White, accompanied by an NAACP representative, tried to register at TWC in September 1954 but college officials refused her request based on the laws of the day. At the time, blacks who wanted to attend a four-year university in Texas were limited to Texas Southern in Houston and Prairie View A&M about 50 miles northwest of Houston. Instead, White enrolled at New Mexico A&M College (now New Mexico State University) in Las Cruces, N.M., about 45 miles away.

She filed a lawsuit against The University of Texas Board of Regents and TWC leaders for depriving her of her civil rights on March 30, 1955. The Regents decided to open TWC to blacks on July 8, 1955. In an official ruling 10 days later, U.S. District Judge R.E. Thomason ruled in White’s favor. That fall, 12 black students were admitted to Texas Western without incident. White, who decided to stay at NMSU, never attended the institution.

Her son, Alex Camack, a juvenile probation officer who lives in El Paso, said he heard others talk about his mother’s involvement in integrating The University of Texas at El Paso.

“I marveled at her accomplishments,” said Camack, who also remembered her as a doting mother.

White, daughter of Ray and Johnnie Mae White, was born in Marlin, Texas, about 20 miles southeast of Waco. The family moved to a modest home in Central El Paso when Thelma, one of four children, was young.

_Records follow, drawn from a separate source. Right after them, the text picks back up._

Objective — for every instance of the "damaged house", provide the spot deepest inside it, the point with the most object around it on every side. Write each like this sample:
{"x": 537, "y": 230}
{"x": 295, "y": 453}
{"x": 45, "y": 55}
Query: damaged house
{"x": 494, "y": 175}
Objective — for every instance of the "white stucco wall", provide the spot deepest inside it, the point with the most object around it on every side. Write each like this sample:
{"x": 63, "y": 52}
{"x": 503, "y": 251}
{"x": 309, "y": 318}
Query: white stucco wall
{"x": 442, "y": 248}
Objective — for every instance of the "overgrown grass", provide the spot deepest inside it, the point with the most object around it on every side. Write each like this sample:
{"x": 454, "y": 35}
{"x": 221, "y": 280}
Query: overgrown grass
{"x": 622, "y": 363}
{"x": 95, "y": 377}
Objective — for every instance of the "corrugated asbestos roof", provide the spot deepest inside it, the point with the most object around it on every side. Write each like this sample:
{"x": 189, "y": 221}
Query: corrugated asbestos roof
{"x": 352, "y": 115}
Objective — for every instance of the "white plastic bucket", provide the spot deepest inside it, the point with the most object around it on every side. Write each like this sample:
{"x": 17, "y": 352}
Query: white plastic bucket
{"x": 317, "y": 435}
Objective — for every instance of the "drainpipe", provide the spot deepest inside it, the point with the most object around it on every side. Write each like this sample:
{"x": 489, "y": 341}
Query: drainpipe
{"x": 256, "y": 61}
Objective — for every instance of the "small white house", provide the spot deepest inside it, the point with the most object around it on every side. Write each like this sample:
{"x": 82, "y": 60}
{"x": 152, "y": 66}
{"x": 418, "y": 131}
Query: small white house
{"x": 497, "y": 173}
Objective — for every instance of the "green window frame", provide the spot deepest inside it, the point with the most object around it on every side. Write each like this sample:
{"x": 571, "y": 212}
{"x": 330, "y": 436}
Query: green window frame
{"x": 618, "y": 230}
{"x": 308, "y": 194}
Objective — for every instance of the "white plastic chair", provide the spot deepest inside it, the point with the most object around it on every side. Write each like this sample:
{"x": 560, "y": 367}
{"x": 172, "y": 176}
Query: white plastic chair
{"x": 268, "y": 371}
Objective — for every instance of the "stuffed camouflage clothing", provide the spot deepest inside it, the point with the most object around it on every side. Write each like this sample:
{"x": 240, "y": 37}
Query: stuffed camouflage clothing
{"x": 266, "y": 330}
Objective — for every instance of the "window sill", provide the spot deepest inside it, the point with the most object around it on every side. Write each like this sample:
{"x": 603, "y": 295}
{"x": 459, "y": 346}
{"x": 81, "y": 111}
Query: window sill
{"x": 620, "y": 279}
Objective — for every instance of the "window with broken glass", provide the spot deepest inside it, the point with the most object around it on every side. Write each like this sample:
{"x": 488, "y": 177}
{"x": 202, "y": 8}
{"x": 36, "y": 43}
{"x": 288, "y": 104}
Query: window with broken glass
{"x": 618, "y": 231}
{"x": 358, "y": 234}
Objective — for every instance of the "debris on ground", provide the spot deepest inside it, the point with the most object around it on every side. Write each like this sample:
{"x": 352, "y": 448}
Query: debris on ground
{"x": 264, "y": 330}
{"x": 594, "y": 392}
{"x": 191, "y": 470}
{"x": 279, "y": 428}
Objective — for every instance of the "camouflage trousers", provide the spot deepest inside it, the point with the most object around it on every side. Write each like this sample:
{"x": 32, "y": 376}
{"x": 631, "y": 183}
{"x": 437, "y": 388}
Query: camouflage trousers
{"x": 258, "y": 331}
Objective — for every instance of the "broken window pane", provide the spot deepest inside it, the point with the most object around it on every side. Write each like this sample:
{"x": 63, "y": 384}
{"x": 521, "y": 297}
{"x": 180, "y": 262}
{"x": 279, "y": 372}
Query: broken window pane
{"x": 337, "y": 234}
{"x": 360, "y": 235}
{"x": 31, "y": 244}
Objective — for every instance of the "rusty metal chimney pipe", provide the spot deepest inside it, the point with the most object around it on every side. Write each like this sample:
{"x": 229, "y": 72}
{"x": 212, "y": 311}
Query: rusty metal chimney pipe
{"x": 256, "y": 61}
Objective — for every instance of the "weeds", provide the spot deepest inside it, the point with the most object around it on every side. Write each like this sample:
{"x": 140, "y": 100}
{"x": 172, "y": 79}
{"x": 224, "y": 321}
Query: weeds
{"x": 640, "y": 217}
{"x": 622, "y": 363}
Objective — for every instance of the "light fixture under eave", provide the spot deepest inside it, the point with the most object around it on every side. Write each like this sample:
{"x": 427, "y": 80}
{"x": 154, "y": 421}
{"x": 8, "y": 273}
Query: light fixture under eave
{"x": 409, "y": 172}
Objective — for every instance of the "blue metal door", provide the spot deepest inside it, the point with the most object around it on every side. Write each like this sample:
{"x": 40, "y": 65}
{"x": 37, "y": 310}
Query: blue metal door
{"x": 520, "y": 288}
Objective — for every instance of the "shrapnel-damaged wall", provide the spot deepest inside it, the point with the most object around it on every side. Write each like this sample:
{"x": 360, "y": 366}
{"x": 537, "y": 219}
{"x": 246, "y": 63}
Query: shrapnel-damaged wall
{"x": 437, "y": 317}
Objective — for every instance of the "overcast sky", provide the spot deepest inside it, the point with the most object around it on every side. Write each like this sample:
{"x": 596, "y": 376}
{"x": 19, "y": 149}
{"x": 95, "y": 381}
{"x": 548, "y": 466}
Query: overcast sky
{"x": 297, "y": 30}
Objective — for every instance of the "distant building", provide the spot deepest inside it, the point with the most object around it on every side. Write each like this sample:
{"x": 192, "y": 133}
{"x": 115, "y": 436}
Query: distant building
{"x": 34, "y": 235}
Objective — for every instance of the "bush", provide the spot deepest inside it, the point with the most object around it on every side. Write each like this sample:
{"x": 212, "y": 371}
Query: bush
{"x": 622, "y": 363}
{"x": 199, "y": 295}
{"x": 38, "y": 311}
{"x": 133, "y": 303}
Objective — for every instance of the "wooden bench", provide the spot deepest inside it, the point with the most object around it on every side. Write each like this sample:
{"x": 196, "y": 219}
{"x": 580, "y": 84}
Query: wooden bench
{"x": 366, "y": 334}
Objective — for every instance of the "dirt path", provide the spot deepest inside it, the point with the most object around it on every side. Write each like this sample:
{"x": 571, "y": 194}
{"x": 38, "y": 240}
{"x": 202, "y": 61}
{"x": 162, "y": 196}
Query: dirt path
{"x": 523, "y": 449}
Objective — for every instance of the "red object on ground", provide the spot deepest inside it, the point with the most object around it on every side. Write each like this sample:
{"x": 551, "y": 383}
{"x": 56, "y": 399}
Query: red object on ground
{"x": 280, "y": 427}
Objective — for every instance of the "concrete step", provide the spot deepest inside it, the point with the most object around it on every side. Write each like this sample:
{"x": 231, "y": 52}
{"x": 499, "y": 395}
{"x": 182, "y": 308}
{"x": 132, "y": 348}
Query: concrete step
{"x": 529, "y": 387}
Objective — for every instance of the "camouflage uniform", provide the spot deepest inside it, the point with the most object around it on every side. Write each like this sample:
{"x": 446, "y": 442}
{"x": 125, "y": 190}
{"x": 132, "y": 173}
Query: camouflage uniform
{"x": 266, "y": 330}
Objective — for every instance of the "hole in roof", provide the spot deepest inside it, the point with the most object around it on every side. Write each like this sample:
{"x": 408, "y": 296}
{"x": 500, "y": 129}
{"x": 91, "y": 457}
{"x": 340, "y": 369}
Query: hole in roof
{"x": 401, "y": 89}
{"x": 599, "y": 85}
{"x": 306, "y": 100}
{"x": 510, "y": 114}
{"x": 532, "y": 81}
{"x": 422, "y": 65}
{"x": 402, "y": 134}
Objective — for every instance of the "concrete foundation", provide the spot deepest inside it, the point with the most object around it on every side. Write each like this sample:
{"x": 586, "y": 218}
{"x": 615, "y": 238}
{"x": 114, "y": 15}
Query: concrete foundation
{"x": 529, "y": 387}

As a fashion-conscious young adult, she frequented the Club Society dance hall on Alameda Avenue. Friends recalled her as a woman of quiet dignity who demanded respect and was up for any challenge. She met an Army infantry officer, Curtis Camack, while at NMSU and the pair soon married. The family, which eventually would include four children, moved briefly to Germany before settling in Northeast El Paso. She worked at White Sands Missile Range for many years until she had to quit for health reasons.

John Douglas, White’s cousin and a retired El Paso police officer, said the NAACP needed someone like her – academically accomplished with a clean record – “to carry the load.” He said her decision to not play up her role in Miner history was true to her character.

“She didn’t get involved (for fame),” Douglas said. “The reason was to end segregation.”

Maceo Dailey, Ph.D., associate professor of history and director of UTEP’s African-American Studies program, mentioned the ripple effect of White’s case on the greater community. He said the integration led to inclusion of blacks in extracurricular activities such as athletics, and greater social awareness among city officials and business leaders.

He said a group of progressive whites, Jewish families (many who had experienced comparable discrimination), some houses of worship, and business leaders began to provide those black players and their families with places to eat and sleep, which led to a 1962 El Paso city antidiscrimination ordinance, the first of its kind in Texas.

Dailey said White was among the young, courageous black students nationwide who became aware they were agents of change in the great struggle to democratize America.

“By putting themselves in harm's way, physically and educationally, to challenge the draconian consequences of school segregation, black students such as Thelma White knew they had to be brave, focused, resolved and disciplined,” he said. “It is a remarkable story of their vanguard vigilance."